It’s no secret that Newegg is adamantly against patent trolls and everything they stand for. Not only are we not shy in proclaiming this to the world, we even sell t-shirts that show our disgust for these “companies” that think it’s OK to extort legitimate businesses. You would think that patent trolls would take the hint, yet there are still those that want to mess with Newegg.
Recently, a shell entity called Site Update Solutions (SUS) – a subsidiary of notorious patent troll, Acacia Research Corporation – decided to sue Newegg along with 36 other companies. SUS claimed that we were infringing on their patented technology related to the registration of websites on search engines. Of course, this was a bogus claim and many of the defendants banded together in order to pool resources against this troll.
With a strong legal team, the defense managed to move the trial out of the Eastern District of Texas, a jurisdiction that is known for favoring plaintiffs in patent suits. With the trial now being held in the Northern District of California, SUS never had a chance. And, after four years of courtroom battles, Newegg scored another win in our ongoing fight against patent trolls due to a favorable Markman claim construction ruling. Not only was SUS forced to drop their lawsuit, but every company being sued by SUS had a right to recover their legal fees.
Surprisingly, all 36 companies that were sued alongside Newegg decided to waive their rights (at the request of SUS) to receive a check for all the money that was wasted on this trial. Newegg, on the other hand, demanded our money back.
Most companies choose not to recover their legal fees in patent suits because prevailing defendants are required to demonstrate that a plaintiff acted in bad faith. This is extremely difficult to prove and it’s usually easier to just walk away and count your losses – unless your name is Lee Cheng.

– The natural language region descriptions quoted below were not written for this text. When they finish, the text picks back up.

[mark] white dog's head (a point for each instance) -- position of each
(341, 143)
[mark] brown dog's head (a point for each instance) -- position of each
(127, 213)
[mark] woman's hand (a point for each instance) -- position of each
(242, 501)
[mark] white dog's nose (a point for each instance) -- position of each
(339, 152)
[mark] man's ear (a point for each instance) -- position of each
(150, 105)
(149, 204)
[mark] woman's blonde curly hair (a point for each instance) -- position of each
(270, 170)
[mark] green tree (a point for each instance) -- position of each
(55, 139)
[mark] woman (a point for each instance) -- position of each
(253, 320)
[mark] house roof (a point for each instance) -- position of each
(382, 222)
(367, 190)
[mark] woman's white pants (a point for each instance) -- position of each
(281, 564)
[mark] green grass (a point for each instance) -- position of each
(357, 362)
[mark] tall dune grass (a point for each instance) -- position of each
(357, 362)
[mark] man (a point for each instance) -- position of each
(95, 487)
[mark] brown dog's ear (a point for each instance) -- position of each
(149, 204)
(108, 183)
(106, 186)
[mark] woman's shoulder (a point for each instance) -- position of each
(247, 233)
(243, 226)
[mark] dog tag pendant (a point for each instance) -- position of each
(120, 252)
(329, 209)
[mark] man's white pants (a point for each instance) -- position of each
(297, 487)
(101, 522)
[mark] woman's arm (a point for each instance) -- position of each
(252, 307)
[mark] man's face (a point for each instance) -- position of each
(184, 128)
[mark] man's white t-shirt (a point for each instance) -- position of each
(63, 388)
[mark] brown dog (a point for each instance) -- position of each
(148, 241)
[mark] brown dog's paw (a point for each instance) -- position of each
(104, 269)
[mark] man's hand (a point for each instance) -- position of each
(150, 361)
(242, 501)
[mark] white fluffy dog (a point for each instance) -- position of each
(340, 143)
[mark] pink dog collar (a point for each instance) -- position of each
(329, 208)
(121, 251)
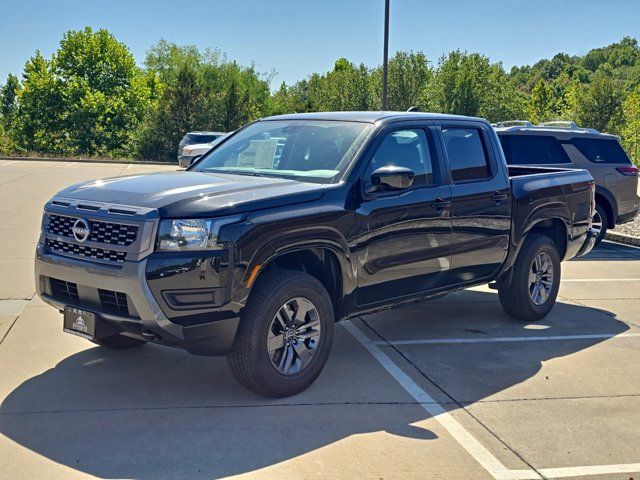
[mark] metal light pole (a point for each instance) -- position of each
(385, 60)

“At Newegg, we’ve always believed paying off extortionists only encourages more extortion, and there had to be a negative consequence of suing Newegg without just cause. We insisted on seeking a return of our legal fees from Site Update Solutions. [Their] demand that we waive our right to seek fees for dropping a lawsuit that should not have been filed in the first place was outrageous. What a joke. We believe that trying to make a patent troll pay, no matter what amount, sends the clearest possible message to all abusive patent asserters and their contingency fee lawyers that if they file a frivolous lawsuit against Newegg, they will suffer some consequence, even if it is only making less money or having to do more work than they planned to. This case also provides an excellent template for how a well-managed and organized joint defense effort allows participants to not just bask in the glow of beating a patent troll, but also save money compared to paying off a patent troll. We hope that our work will provide a beacon of hope for real innovators and honest entrepreneurs facing demands from abusive patent asserters. We want to encourage other defendants to create as much friction as possible, rather than feeding the beast with easy settlement checks.”
–Lee Cheng, Newegg’s Chief Legal Officer
Thanks to the efforts of Lee Cheng and his legal team, the Federal Circuit Court of Appeals ordered a trial court to reconsider its earlier denial of Newegg’s request for attorneys’ fees and costs in the patent infringement lawsuit brought on by SUS. Newegg pursued justice in the matter because it is consistent with our corporate mission of bringing the benefits of technology and technology products to our valued customers. And, when defendants settle these frivolous claims, it’s always the customer that ends up paying. We care too much about our loyal customers to subject them to paying these trolls.